Monthly Recurring Revenue

MRR (Monthly Recurring Revenue) is the total subscription revenue recurring monthly. The single number that summarizes a SaaS or subscription business's health. One-time fees, setup charges and consulting revenue are excluded — only the recurring portion counts.

// formula

MRR = Active Customers × Average Monthly Subscription

250 customers × $96/mo = $24,000 MRR. Annual plans get amortized: a $1,152/yr plan counts as $96/mo MRR.

// MRR movement

  • New MRR — revenue from customers acquired this month.
  • Expansion MRR — upgrades / seat additions from existing customers.
  • Reactivation MRR — returning past customers.
  • Contraction MRR — downgrades / seat reductions (negative).
  • Churn MRR — cancellations (negative).

// Net New MRR

Net New MRR = New + Expansion + Reactivation − Contraction − Churn

Healthy SaaS keeps this positive and growing.

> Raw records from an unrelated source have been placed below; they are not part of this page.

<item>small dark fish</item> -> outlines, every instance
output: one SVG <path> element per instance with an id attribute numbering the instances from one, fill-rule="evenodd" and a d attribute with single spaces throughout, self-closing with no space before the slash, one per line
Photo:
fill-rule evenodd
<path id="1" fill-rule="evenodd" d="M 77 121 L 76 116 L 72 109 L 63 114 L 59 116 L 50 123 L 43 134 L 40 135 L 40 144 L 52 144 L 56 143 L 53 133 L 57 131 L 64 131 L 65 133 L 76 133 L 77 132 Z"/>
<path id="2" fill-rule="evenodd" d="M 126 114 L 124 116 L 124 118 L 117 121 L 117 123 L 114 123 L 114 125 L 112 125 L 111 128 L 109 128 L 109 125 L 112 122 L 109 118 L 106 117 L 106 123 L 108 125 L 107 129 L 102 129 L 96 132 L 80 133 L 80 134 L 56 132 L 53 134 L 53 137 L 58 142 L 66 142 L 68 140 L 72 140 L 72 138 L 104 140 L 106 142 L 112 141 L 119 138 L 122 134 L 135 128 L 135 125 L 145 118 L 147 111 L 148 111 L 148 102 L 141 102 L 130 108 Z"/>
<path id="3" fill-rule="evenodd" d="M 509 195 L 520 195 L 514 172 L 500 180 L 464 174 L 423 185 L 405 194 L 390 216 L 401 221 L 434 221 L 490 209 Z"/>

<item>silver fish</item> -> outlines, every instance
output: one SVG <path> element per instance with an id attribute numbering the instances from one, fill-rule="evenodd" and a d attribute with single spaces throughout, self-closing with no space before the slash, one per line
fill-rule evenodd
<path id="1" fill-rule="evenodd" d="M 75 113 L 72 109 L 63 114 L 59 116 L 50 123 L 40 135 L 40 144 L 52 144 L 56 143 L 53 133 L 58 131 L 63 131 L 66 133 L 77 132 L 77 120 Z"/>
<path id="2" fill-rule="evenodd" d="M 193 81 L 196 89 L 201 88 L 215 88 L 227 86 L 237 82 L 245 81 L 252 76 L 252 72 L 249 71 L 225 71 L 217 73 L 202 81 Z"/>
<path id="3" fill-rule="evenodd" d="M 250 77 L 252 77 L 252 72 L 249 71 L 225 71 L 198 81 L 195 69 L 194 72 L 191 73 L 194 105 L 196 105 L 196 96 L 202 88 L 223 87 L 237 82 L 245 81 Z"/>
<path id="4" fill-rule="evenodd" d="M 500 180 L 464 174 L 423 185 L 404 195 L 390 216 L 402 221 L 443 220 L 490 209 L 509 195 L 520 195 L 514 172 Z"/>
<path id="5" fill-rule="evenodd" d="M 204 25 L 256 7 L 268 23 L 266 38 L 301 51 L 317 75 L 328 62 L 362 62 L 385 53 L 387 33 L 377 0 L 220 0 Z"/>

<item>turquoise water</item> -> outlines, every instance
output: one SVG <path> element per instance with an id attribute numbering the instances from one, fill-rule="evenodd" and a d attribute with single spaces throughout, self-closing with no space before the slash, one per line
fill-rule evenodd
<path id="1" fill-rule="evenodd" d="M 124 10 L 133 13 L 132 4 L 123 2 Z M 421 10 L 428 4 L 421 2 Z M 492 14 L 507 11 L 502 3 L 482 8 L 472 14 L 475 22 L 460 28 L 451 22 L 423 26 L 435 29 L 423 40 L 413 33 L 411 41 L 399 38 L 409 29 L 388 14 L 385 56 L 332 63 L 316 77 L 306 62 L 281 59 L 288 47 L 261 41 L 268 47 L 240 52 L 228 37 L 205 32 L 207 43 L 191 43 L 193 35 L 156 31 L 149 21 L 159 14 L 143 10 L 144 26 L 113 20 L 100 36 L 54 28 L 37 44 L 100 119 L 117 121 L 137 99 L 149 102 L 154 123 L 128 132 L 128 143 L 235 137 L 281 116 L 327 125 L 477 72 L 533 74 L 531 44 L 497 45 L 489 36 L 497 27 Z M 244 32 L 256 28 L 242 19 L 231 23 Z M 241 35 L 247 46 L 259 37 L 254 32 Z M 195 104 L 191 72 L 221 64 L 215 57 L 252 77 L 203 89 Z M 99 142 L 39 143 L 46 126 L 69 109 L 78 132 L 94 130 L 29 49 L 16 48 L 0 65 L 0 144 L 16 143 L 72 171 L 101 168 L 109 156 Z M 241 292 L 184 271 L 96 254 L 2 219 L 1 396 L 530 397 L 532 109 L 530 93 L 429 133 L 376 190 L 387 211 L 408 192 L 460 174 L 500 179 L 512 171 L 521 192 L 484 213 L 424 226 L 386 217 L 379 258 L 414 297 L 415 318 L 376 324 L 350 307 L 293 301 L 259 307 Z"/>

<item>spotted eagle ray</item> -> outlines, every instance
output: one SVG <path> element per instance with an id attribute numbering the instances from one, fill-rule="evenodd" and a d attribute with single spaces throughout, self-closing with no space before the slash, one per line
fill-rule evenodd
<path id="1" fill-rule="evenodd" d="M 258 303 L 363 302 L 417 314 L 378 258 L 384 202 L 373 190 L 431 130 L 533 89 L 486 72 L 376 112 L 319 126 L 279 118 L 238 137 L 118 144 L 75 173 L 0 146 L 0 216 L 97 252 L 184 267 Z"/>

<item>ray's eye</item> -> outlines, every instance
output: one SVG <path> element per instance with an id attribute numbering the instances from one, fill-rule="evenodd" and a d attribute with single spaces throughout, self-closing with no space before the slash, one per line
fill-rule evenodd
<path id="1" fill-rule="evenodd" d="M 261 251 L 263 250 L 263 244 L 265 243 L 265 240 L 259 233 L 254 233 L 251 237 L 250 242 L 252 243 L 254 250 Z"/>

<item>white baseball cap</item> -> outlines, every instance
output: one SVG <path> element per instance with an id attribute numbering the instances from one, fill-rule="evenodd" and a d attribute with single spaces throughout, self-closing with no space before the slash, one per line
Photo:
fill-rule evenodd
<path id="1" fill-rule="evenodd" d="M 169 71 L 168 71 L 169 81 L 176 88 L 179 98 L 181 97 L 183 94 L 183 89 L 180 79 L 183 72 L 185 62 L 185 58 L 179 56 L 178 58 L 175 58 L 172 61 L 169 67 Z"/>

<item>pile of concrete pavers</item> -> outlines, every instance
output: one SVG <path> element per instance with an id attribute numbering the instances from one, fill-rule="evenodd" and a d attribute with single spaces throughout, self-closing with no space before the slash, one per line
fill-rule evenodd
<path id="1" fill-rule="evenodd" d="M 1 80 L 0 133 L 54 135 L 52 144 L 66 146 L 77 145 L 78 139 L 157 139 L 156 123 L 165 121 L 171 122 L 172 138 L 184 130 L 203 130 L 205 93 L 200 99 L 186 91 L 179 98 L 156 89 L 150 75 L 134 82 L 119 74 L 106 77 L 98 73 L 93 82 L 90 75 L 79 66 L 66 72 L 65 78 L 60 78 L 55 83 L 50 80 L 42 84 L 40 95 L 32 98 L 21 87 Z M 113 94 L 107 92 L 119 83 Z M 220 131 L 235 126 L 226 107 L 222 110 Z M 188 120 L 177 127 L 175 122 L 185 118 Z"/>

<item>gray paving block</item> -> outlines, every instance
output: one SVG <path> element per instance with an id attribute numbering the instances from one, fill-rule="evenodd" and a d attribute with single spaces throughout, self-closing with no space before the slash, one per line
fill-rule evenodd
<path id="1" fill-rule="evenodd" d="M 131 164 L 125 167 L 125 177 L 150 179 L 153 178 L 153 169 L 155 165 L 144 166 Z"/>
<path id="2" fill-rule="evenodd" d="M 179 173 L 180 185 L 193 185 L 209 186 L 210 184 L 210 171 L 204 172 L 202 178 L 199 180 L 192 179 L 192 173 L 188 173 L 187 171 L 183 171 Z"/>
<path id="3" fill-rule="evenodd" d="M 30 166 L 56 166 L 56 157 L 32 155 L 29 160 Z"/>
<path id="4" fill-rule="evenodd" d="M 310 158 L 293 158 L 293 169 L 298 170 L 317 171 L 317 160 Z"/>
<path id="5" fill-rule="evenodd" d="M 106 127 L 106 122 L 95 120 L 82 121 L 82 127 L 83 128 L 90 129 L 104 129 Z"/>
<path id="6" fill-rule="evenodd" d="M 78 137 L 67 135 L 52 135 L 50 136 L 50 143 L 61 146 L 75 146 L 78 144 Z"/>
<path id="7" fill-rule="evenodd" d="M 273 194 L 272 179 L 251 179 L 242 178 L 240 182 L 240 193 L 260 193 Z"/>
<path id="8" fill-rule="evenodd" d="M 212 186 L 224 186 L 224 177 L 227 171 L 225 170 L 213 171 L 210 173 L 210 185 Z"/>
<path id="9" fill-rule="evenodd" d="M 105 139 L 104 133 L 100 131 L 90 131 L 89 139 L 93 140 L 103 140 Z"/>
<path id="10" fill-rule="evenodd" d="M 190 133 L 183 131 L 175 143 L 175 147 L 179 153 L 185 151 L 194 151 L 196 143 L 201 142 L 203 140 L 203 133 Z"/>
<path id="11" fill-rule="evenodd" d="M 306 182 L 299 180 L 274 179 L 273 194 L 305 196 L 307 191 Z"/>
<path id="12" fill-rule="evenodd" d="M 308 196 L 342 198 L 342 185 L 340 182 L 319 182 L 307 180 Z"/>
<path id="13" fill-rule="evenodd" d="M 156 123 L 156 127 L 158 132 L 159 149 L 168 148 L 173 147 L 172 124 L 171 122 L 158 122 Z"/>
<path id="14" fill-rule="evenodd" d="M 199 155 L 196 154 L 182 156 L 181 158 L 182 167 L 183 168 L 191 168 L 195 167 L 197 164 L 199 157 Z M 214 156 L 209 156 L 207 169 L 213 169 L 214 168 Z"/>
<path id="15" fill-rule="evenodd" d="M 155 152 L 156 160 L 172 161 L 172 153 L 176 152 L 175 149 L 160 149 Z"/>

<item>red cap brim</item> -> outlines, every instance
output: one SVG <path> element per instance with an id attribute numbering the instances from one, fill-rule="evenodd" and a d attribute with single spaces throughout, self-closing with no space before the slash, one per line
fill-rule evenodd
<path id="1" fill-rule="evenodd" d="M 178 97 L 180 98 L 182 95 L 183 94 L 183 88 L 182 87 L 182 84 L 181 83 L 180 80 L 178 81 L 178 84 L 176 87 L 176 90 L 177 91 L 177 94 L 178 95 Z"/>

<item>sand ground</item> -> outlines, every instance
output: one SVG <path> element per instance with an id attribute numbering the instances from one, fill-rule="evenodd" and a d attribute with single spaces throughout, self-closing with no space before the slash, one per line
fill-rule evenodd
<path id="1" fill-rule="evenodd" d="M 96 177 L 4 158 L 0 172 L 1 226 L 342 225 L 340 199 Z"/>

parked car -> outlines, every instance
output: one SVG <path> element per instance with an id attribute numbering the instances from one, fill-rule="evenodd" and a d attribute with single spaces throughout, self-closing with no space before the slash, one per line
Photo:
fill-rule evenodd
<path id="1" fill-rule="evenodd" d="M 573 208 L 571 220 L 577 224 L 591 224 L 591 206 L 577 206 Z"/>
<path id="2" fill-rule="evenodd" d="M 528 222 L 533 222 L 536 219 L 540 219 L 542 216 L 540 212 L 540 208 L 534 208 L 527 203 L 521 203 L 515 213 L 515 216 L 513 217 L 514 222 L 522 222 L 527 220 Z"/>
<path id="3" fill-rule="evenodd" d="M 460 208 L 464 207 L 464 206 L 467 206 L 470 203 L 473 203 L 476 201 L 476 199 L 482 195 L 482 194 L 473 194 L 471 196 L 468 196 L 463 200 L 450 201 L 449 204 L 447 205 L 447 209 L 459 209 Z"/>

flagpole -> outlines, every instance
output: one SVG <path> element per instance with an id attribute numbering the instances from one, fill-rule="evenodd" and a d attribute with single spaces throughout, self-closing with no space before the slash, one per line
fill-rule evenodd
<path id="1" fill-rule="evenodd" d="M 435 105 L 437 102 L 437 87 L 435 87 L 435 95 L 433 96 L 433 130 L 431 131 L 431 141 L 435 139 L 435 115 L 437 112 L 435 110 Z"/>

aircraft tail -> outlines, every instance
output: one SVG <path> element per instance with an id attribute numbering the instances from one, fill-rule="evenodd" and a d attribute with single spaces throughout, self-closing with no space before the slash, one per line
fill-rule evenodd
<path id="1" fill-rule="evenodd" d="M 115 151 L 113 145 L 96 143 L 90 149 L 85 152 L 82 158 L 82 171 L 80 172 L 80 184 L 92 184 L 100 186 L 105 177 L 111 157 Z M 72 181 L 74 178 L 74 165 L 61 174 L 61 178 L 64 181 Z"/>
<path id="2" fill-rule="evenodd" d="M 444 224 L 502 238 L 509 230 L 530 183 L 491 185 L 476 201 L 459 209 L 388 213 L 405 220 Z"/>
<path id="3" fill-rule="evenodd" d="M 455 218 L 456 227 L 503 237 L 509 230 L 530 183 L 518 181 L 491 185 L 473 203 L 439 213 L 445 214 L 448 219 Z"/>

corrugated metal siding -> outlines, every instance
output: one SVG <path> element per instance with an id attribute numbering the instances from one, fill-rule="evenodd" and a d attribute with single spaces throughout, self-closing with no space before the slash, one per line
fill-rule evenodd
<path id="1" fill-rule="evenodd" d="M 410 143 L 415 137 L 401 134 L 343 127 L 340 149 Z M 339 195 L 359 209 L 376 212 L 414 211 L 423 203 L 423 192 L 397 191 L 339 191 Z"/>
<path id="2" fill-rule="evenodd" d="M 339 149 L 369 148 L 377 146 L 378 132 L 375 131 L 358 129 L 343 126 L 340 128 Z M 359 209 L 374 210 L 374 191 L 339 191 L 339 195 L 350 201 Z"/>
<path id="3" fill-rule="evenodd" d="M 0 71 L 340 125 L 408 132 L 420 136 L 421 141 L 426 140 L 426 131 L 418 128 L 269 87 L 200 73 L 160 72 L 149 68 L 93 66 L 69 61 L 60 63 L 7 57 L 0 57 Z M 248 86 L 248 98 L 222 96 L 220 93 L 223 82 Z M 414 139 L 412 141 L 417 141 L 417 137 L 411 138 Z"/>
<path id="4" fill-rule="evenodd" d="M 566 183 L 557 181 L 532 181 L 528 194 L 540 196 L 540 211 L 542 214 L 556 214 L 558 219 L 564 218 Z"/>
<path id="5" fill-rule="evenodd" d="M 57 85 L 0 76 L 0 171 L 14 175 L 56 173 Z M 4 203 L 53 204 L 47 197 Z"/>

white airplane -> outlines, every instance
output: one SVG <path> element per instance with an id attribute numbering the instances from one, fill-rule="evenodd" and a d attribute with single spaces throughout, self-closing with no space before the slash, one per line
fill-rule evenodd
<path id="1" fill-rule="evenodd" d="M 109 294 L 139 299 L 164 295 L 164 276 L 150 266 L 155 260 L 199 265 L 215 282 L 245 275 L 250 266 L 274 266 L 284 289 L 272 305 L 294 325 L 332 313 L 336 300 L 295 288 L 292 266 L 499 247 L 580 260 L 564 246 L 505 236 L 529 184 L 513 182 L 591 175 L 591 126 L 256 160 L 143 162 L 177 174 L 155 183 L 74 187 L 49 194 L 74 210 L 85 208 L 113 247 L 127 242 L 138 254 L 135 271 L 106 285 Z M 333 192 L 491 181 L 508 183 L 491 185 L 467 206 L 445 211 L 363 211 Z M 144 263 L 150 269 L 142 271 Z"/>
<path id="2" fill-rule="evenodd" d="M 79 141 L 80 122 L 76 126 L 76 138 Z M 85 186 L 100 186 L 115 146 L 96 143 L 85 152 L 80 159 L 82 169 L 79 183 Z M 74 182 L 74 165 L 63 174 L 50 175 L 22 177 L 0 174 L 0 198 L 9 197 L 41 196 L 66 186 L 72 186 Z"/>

Negative Net New = the business is shrinking; high New MRR can't save you if churn outpaces it.

// Quick Ratio

Quick Ratio = (New + Expansion) / (Contraction + Churn). Investor-favorite:

  • <1: losing.
  • 1-2: hard mode.
  • 2-4: healthy SaaS.
  • >4: aggressive growth phase.

// MRR vs ARR

ARR (Annual Recurring Revenue) = MRR × 12. Same number; ARR shows up in board / investor decks because "$10M ARR" reads stronger than "$833K MRR."

Example: A B2B SaaS started Feb at $96K MRR. The month: New $7,600 + Expansion $2,400 + Reactivation $800 − Contraction $1,200 − Churn $4,400 = +$5,200 Net New. End-of-Feb MRR $101,200. Quick Ratio = 10,800/5,600 = 1.93 — healthy borderline; pushing expansion can lift it past 2.5.